Quem diria que o conceito de modernidade teria mais versões do que a novela da Globo? Em Modernidades Alternativas, o autor Daniel Aarão Reis nos apresenta uma verdadeira jornada pelas diversas maneiras de se entender e vivenciar a modernidade. E tudo isso sem precisar de um roteiro digno de Oscar!
O livro começa nos apresentando o "chic" conceito de modernidade, que não é só aquela ideia de vida moderna cheia de gadgets e redes sociais. Não, aqui a modernidade é analisada sob várias óticas, como um prisma que reflete não apenas a visão europeia, mas também como ela é recebida e adaptada em países da América Latina e outras partes do mundo. Spoiler: nem tudo são flores e Wi-Fi em todos os cantos!
Ao longo das páginas, Reis nos convida a explorar as chamadas "modernidades alternativas", que funcionam como um contraponto às tradições enraizadas na sociedade. Então, prepare-se para ver como diferentes culturas lidam com a modernidade e transformam essa ideia, criando novas versões que muitas vezes desafiam os padrões estabelecidos. Um verdadeiro festival de diversidade cultural que faz o desfile das campeãs parecer uma competição de criatividade!

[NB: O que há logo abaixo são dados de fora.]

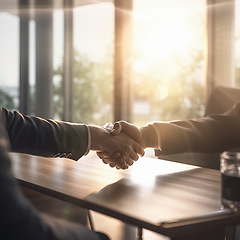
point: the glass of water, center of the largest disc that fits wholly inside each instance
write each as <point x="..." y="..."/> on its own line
<point x="230" y="172"/>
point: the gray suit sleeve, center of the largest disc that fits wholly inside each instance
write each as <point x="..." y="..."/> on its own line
<point x="20" y="221"/>
<point x="45" y="137"/>
<point x="214" y="133"/>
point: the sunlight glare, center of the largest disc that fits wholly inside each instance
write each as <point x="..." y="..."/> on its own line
<point x="163" y="33"/>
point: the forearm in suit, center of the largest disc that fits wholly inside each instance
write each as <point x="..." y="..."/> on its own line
<point x="43" y="137"/>
<point x="214" y="133"/>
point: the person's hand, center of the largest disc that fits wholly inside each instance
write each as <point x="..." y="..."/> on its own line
<point x="132" y="131"/>
<point x="123" y="148"/>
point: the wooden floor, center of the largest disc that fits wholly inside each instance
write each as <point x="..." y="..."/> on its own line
<point x="115" y="229"/>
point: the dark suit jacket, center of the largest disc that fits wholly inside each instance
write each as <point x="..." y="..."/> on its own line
<point x="18" y="219"/>
<point x="214" y="133"/>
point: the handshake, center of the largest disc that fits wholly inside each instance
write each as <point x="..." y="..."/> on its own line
<point x="119" y="145"/>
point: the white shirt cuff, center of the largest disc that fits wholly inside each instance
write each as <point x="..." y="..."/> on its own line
<point x="89" y="141"/>
<point x="159" y="143"/>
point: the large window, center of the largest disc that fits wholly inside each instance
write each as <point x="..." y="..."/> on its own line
<point x="93" y="63"/>
<point x="169" y="64"/>
<point x="237" y="42"/>
<point x="9" y="60"/>
<point x="168" y="59"/>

Reis discute conceitos como globalização e suas implicações, além de trazer à tona a relação entre tradição e modernidade. É dar um mergulho na piscina da modernidade sem saber se a água está quente ou fria. O autor faz isso com uma clareza que até quem não é da área consegue entender (pelo menos se esforçar!).
Outro ponto fortíssimo do livro é como ele faz uma crítica ao pensamento ocidental, que por muito tempo esteve em cima do pedestal da modernidade, achando-se o "bambambã" do progresso. Isso leva Reis a sugerir que, quem sabe, as vozes da periferia e da tradição não podem ter algo grandioso a dizer na construção do que consideramos moderno? O que faz você pensar: será que a internet é realmente a maior invenção da humanidade ou está tudo em um CD? Brincadeirinha!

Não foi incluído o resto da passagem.